Yerel seçimler sonrası “HDP’yi yeniden kurgulamak için bir tartışma süreci içinde” olduklarını belirten HDP Eşbaşkanı Ertuğrul Kürkçü, “Yeni deneyimin ezberimizi bozdurttuğunu düşünüyorum” dedi. Yerel seçimlerdeki çalışmalarına ilişkin özeleştirel yaklaşan Kürkçü, her şeyden önce seçim sonuçları bakımından beklentileri yönetmeyi bilemediklerini ifade etti. 


hdp logoHDP Eşbaşkanı Ertuğrul Kürkçü, BDP milletvekillerinin HDP’ye katılma kararı, HDP ile ilgili tartışma ve beklentileri DİHA’ya değerlendirdi.

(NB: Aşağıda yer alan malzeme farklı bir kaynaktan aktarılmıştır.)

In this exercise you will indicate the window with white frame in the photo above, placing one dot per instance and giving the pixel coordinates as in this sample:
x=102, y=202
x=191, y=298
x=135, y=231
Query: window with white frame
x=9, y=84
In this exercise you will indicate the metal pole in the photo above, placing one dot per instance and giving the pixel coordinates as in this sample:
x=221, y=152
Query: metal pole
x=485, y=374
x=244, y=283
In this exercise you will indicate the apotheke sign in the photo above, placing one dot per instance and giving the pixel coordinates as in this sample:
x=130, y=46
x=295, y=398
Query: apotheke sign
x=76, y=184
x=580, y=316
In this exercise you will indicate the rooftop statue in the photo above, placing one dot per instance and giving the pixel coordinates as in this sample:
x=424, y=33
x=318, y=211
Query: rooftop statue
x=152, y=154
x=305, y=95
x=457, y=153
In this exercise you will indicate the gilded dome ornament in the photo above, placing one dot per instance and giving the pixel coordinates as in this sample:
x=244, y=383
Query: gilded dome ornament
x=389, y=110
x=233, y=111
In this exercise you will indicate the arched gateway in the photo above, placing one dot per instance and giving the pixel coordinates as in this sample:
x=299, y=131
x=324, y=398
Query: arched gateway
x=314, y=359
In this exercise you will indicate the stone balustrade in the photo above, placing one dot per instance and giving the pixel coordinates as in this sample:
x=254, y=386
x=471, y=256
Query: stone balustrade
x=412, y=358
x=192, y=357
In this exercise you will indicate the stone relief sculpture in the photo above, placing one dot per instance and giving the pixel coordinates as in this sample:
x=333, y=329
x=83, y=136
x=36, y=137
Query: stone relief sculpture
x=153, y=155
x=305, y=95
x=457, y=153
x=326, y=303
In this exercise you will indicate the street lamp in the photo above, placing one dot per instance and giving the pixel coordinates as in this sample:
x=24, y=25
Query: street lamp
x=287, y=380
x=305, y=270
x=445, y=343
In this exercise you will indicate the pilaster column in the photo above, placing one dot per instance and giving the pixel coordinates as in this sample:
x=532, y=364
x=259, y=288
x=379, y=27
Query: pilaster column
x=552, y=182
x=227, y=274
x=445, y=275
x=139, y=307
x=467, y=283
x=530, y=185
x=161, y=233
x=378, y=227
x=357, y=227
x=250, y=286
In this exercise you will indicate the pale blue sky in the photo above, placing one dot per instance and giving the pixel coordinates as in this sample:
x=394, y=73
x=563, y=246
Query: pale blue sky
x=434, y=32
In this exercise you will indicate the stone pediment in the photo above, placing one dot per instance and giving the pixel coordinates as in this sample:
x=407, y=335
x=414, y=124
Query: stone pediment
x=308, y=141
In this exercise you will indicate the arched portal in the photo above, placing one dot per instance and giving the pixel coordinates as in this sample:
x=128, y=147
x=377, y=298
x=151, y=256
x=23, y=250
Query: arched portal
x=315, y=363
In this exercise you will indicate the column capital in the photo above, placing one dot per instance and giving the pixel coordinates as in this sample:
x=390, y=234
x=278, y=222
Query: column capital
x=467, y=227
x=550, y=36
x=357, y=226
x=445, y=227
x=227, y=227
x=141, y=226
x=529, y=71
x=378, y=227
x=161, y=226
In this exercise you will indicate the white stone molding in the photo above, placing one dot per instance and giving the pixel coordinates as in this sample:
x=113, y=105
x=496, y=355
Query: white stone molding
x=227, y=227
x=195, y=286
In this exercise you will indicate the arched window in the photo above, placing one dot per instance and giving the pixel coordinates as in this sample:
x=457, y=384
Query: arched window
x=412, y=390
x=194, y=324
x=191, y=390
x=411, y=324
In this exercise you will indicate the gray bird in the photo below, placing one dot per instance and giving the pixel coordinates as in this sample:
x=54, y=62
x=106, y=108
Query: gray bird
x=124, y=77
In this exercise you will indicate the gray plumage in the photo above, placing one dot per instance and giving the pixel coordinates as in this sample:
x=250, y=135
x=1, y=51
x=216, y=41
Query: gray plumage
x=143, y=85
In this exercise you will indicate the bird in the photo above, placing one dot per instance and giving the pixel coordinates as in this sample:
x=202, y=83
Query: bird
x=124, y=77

BDP’nin milletvekillerinin HDP’ye katılmasıyla, HDP’nin ortak ses ve ortak söz haline geldiğini kaydeden Kürkçü, yerel seçimler sonrası “HDP’yi yeniden kurgulamak için bir tartışma süreci içinde” olduklarını dile getirdi.

Ortak program etrafında

Bileşenlerden bazılarının çok meşru olarak BDP’li milletvekillerinin HDP’ye geçmesi halinde öngörüler ve tasavvurda bazı sorunların ortaya çıkacağını; çünkü HDP’nin böyle tasavvur edilmediğini söylediklerini aktaran Kürkçü, şöyle devam etti: “Ben bu eleştirilerin anlaşılabilir olmakla birilikte yersiz olduğunu düşünüyorum. Bizim bir ortak programımız var. Bu programa Altan Tan da “evet” dedi, EMEP de “evet” dedi, hepimiz “evet” dedik. Bu ortak program elde oldukça, bu program değiştirilip dönüştürülmedikçe bir kere bu programatik kaygılara gerek yok. Bizim programatik hedefimiz; Türkiye’nin var olan hakimiyet rejiminin yerine demokratik ve özgürlükçü bir siyasi rejim kurmak, öte yandan, emekçilerin haklarını ve kadınların, gençlerin, inanç sahiplerinin, Kürtlerin, Alevilerin ve Türkiye’nin yurttaşlık kapsamının dışında bırakılmış bütün ötekileştirilenlerin ortak mücadelesini yeni bir düzene taşımak. Bu düzen doğası gereği anti-kapitalist. Bunun böyle olmaması saçma olur. Çünkü mevcut hakimiyet rejimi iktidar kapasitesinin en önemli bölümünü süregelen iktisadi rejimden alıyor. Dolayısıyla bu rejimi değiştirme hedefi apaçık ortada.”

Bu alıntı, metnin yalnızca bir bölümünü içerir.